July 22, 2010

Why Amazon’s e-commerce strategy might not help you

NOTE: This post is old, and is probably on different subject matter than my current writing. It is possible the information is outdated or my opinions have changed. -- Josh Klein, May 28, 2012

In working with retailers, we inevitably get around to talking about Amazon.com, the nation’s largest online retailer. There are many lessons to learn from Amazon (a topic for another day), but there are also things they can do that no one else can. Why?

This chart is from Jared Spool’s excellent presentation, Revealing Design Treasures from the Amazon.

On average, Amazon turns over their stock every 20-days, which is pretty insane for a retailer. They accomplish this with incredibly sophisticated operations systems and a huge volume of transactions.

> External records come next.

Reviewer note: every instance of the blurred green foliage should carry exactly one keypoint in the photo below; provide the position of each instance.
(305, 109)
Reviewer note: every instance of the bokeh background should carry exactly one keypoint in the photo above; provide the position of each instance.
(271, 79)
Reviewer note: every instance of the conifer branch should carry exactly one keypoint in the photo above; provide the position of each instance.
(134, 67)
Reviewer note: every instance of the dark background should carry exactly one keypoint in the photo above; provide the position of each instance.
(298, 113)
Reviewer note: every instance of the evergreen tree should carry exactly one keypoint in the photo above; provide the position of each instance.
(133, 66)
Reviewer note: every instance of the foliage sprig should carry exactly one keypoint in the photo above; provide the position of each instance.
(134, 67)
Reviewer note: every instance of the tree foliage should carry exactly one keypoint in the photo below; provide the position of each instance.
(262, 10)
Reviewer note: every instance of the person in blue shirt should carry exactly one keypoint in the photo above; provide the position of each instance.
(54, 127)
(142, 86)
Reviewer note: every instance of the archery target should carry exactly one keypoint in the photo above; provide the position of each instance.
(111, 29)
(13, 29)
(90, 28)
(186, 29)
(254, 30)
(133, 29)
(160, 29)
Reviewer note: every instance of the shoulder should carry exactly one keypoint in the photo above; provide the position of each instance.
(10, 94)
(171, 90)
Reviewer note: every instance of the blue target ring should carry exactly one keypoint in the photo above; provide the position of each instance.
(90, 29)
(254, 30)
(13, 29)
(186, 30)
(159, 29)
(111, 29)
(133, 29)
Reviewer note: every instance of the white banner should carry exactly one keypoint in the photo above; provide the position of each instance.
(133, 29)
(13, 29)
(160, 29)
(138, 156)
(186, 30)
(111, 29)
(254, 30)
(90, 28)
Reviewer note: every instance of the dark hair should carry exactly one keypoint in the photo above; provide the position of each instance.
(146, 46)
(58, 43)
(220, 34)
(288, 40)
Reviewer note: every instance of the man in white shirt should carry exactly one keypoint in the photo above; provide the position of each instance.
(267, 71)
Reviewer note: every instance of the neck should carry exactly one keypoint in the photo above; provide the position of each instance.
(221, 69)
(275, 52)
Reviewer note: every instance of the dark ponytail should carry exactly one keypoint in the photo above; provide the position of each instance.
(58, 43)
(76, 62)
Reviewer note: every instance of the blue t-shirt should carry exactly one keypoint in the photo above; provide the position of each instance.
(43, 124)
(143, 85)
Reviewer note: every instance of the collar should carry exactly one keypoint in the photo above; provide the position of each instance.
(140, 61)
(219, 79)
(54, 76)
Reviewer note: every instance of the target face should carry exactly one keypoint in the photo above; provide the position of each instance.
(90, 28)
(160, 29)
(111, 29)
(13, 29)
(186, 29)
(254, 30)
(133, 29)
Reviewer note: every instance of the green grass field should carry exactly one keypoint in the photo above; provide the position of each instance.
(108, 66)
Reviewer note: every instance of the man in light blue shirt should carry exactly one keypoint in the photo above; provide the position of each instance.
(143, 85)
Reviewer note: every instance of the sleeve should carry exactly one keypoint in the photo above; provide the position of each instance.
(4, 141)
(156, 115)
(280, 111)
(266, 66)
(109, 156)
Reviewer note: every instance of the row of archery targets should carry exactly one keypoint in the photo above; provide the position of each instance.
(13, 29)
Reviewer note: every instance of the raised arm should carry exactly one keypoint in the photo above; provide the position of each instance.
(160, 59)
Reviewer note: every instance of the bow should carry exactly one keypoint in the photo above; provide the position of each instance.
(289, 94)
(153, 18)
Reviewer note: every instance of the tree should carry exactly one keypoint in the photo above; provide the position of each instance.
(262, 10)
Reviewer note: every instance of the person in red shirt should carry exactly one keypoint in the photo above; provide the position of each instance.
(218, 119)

This lets Amazon have what is called a  ”negative cash operating cycle,” meaning that they get paid by their customers before their bills are due to their suppliers. As you might remember from Economics 101, a dollar today is worth more than a dollar tomorrow; in the interim, you can do stuff with your dollar. Cash is king.

The negative cash operating cycle is why Amazon can beat every other retailer on price, and their website reflects – among other things – their price strategy.

Most other retailers (as in, those not named Amazon or Walmart) are pursuing a strategy that doesn’t revolve primarily around price, so they should be careful following Amazon’s lead too closely. Better to pick and choose the practices that translate best.